Fourth, in the multivariable logistic regression, male sex was independently protective against Watch-category antibiotic prescribing (adjusted OR ≈ 0.53), and culture ordering was associated with higher odds of Watch-category prescribing (adjusted OR ≈ 1.58). Age, patient type, and comorbidity status were not independently associated with AWaRe category received. The culture-ordering finding is counterintuitive from a stewardship perspective and may reflect clinician tendency to order cultures in more complex presentations where broader-spectrum cover is also initiated.

Limitations include the retrospective single-centre design, which limits generalisability. Diagnoses were extracted from free-text EMR fields and may include both uncomplicated and complicated UTI without formal clinical classification. Culture results and treatment outcomes are not available in the prescribing dataset, so treatment appropriateness cannot be fully evaluated. The DDD denominator (7,507 patients) is based on registered patients rather than bed-days, which limits direct comparison with inpatient DDD benchmarks.

Conclusion

Antibiotic prescribing for UTI at KNUST Hospital, Ghana, in 2023 was dominated by Watch-category agents and fell substantially short of the WHO AWaRe 70% Access target. Empirical prescribing without culture guidance was the norm, and treatment duration for male patients was almost universally shorter than Ghana STG recommendations. These findings highlight actionable targets for antimicrobial stewardship: promoting culture ordering with systematic feedback, increasing Access-category prescribing for uncomplicated UTI where appropriate, and reinforcing the sex-differentiated duration guidance from the Ghana STG — particularly for male patients.

References

  1. World Health Organization. AWaRe classification of antibiotics for evaluation and monitoring of use. Geneva: WHO; 2021.

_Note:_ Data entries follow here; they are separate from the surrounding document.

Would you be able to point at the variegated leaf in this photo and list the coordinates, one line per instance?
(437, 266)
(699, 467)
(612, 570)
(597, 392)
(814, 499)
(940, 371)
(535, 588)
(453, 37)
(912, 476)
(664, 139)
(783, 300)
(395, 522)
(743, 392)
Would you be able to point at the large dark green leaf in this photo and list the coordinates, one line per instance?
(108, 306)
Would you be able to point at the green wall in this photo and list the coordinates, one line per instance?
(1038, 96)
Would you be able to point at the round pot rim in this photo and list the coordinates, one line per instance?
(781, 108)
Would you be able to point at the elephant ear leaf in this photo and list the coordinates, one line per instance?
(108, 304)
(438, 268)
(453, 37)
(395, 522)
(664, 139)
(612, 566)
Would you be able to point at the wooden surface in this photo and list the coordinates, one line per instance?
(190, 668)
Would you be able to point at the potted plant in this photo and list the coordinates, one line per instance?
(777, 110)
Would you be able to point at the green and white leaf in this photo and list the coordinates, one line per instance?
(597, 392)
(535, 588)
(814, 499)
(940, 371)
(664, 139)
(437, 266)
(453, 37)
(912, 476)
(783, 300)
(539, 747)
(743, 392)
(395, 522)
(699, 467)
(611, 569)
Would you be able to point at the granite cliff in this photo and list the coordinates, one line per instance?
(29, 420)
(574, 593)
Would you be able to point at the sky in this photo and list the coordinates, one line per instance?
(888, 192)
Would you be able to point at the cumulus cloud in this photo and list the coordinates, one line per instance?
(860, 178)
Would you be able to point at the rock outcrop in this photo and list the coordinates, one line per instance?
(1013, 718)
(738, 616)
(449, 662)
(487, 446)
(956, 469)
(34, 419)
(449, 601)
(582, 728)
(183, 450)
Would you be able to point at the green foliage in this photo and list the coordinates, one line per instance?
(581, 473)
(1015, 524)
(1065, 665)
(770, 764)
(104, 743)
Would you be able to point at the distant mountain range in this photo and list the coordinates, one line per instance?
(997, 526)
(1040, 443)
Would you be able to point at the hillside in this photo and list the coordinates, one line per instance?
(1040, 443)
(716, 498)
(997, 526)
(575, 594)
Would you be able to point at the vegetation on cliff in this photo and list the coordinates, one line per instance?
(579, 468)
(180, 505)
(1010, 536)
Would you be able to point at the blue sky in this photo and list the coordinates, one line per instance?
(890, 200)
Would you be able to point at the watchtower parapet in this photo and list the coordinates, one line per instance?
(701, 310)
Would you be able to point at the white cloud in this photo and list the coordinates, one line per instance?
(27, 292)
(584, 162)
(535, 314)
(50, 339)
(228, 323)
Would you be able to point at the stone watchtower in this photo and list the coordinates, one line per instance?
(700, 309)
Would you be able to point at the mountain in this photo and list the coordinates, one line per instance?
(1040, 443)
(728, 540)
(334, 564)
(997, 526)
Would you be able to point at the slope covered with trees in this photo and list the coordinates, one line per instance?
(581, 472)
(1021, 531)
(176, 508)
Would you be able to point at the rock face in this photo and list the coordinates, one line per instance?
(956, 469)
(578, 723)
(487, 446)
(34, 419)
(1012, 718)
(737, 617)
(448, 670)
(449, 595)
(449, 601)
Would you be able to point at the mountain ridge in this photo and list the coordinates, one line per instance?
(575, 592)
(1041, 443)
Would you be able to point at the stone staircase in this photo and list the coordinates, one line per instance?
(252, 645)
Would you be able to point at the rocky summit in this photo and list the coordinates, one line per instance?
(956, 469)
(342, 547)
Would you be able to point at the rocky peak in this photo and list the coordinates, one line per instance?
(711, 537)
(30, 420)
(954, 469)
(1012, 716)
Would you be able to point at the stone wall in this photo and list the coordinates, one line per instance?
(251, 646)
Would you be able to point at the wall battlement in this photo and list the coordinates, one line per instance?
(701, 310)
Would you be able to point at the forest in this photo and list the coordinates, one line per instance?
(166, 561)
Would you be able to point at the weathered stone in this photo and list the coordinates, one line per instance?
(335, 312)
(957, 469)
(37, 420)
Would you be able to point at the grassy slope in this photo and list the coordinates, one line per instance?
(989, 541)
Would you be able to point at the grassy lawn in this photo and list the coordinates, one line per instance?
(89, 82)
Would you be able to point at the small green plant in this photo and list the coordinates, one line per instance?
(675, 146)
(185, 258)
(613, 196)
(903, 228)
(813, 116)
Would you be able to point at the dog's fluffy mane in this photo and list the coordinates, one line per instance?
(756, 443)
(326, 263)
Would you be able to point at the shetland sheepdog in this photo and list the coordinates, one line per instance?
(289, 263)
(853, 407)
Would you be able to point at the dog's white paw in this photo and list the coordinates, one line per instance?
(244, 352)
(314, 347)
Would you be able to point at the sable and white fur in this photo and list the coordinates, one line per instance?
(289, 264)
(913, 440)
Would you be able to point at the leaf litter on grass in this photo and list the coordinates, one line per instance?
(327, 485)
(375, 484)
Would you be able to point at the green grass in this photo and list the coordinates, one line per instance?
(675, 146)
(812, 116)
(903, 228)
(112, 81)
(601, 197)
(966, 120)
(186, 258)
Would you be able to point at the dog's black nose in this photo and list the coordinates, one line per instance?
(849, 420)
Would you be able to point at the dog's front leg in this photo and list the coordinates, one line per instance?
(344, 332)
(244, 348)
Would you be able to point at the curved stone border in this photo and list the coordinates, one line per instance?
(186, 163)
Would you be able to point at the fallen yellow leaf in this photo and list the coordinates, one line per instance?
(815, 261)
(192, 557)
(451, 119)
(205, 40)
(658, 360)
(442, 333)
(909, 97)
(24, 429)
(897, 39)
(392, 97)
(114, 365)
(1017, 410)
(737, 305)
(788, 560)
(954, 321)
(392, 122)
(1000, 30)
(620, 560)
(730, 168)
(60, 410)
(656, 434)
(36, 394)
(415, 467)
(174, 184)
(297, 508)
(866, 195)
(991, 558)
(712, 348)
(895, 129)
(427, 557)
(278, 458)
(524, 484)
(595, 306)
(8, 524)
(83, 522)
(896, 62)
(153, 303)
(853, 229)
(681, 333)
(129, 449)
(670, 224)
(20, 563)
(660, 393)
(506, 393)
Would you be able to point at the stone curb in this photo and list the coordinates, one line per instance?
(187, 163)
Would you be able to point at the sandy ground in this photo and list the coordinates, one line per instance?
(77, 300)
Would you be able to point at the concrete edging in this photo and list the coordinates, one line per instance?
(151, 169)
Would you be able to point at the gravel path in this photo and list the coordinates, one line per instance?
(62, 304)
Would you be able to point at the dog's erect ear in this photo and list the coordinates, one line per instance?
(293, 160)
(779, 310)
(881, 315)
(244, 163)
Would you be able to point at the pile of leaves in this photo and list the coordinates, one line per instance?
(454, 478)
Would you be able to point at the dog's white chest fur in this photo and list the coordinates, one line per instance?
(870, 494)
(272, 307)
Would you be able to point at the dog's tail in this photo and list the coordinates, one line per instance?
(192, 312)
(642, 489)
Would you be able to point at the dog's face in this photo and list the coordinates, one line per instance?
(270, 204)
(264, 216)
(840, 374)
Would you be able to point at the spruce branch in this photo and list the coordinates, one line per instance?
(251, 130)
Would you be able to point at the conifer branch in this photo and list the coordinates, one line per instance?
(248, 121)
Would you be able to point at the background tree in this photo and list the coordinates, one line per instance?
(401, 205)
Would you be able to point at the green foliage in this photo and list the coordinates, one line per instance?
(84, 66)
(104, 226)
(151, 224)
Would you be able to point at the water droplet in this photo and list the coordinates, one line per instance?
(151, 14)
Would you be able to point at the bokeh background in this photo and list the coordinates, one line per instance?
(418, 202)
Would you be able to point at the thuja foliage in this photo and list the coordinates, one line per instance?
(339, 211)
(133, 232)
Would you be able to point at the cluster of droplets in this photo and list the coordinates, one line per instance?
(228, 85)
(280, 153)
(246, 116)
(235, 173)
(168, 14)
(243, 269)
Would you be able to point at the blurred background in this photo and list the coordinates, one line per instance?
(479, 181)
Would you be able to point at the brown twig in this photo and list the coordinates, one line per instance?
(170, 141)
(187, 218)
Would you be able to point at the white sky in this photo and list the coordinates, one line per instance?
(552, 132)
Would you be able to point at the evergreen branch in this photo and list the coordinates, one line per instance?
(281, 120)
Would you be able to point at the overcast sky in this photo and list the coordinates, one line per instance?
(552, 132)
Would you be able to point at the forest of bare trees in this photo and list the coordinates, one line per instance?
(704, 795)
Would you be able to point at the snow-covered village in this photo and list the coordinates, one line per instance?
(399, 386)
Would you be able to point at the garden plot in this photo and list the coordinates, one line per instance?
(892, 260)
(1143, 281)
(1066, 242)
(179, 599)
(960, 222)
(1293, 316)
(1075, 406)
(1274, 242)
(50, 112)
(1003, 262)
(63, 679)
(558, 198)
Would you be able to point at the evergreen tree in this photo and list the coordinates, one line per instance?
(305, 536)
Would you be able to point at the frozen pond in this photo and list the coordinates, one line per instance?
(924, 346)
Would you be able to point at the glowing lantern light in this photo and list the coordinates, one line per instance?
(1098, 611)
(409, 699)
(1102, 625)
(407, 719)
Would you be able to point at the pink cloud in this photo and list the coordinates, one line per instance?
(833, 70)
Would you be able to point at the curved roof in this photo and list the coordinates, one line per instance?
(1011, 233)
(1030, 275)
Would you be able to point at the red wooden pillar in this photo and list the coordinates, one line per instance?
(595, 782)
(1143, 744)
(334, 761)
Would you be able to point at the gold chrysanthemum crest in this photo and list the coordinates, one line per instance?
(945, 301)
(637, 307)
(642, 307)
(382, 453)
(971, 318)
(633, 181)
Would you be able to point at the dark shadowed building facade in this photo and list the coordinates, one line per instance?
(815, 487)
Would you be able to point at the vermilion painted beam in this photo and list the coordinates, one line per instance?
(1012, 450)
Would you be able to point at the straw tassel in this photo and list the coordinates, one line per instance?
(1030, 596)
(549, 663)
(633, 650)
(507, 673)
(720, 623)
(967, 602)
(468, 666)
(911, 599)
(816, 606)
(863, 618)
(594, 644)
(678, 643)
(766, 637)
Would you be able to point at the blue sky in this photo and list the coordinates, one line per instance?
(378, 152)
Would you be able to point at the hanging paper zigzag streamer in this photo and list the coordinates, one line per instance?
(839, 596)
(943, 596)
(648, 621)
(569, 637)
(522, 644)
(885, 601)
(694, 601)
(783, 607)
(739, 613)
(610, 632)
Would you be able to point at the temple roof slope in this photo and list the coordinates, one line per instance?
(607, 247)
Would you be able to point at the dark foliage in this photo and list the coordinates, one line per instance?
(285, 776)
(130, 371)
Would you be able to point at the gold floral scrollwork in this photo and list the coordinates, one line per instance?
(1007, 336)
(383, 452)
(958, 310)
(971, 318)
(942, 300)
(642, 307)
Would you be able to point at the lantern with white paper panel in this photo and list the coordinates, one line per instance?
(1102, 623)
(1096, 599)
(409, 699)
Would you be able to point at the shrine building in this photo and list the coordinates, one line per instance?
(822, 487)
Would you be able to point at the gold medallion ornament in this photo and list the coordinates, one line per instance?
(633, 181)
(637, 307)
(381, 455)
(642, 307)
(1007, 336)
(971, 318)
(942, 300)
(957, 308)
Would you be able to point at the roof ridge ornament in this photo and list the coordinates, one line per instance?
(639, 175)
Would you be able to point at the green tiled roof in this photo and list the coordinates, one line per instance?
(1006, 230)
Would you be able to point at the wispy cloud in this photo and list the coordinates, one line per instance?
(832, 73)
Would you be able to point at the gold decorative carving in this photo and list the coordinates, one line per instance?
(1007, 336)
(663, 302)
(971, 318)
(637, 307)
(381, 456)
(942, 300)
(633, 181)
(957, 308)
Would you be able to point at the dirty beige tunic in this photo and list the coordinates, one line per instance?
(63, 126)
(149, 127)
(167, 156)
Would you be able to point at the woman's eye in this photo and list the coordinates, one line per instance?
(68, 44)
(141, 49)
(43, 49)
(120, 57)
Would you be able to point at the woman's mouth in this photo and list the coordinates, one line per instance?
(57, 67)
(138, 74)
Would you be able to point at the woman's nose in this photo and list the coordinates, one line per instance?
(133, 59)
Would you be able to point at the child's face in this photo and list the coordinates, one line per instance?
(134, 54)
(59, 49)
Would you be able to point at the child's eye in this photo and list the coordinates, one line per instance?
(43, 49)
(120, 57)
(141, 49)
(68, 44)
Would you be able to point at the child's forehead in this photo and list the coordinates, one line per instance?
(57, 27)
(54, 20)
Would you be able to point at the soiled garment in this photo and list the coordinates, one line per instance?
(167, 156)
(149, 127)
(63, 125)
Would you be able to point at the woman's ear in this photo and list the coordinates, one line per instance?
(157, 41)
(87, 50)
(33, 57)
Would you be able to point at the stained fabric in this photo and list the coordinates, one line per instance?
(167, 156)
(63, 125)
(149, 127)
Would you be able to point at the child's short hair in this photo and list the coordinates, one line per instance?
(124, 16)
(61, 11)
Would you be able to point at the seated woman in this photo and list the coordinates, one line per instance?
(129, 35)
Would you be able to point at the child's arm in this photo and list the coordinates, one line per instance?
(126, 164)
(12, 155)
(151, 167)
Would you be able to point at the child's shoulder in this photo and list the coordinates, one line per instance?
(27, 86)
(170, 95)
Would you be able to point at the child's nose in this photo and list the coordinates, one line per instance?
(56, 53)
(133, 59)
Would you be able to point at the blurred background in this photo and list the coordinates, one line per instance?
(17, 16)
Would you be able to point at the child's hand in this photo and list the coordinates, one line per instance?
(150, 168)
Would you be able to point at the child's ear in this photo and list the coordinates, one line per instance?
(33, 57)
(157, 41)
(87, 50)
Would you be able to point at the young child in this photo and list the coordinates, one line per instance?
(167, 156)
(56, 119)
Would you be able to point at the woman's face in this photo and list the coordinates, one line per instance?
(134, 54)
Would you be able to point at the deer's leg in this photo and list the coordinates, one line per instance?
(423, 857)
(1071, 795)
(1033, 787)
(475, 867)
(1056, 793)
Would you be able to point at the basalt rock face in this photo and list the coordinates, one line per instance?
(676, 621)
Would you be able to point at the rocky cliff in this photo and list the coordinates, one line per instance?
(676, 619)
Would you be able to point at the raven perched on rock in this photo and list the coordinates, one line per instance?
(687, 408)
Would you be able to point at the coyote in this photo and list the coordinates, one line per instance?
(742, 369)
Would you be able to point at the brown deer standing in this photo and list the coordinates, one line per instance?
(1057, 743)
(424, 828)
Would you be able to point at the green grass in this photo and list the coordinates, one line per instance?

  2. Ghana Health Service. Standard Treatment Guidelines, 7th Edition. Accra: Ghana Health Service; 2017.

  3. Owusu H, Thekkur P, Ashubwe-Jalemba J, et al. Compliance to guidelines in prescribing empirical antibiotics for individuals with uncomplicated urinary tract infection in a primary health facility of Ghana, 2019–2021. Int J Environ Res Public Health. 2022;19(19):12413. doi:10.3390/ijerph191912413

  4. Asamoah B, Labi AK, Gupte HA, et al. High resistance to antibiotics recommended in standard treatment guidelines in Ghana: a cross-sectional study of antimicrobial resistance patterns in patients with UTIs between 2017–2021. Int J Environ Res Public Health. 2022;19(24):16556. doi:10.3390/ijerph192416556

  5. Gupta K, Hooton TM, Naber KG, et al. International clinical practice guidelines for the treatment of acute uncomplicated cystitis and pyelonephritis in women. Clin Infect Dis. 2011;52(5):e103–e120.

  6. World Health Organization. WHO Model Formulary. Geneva: WHO; 2023.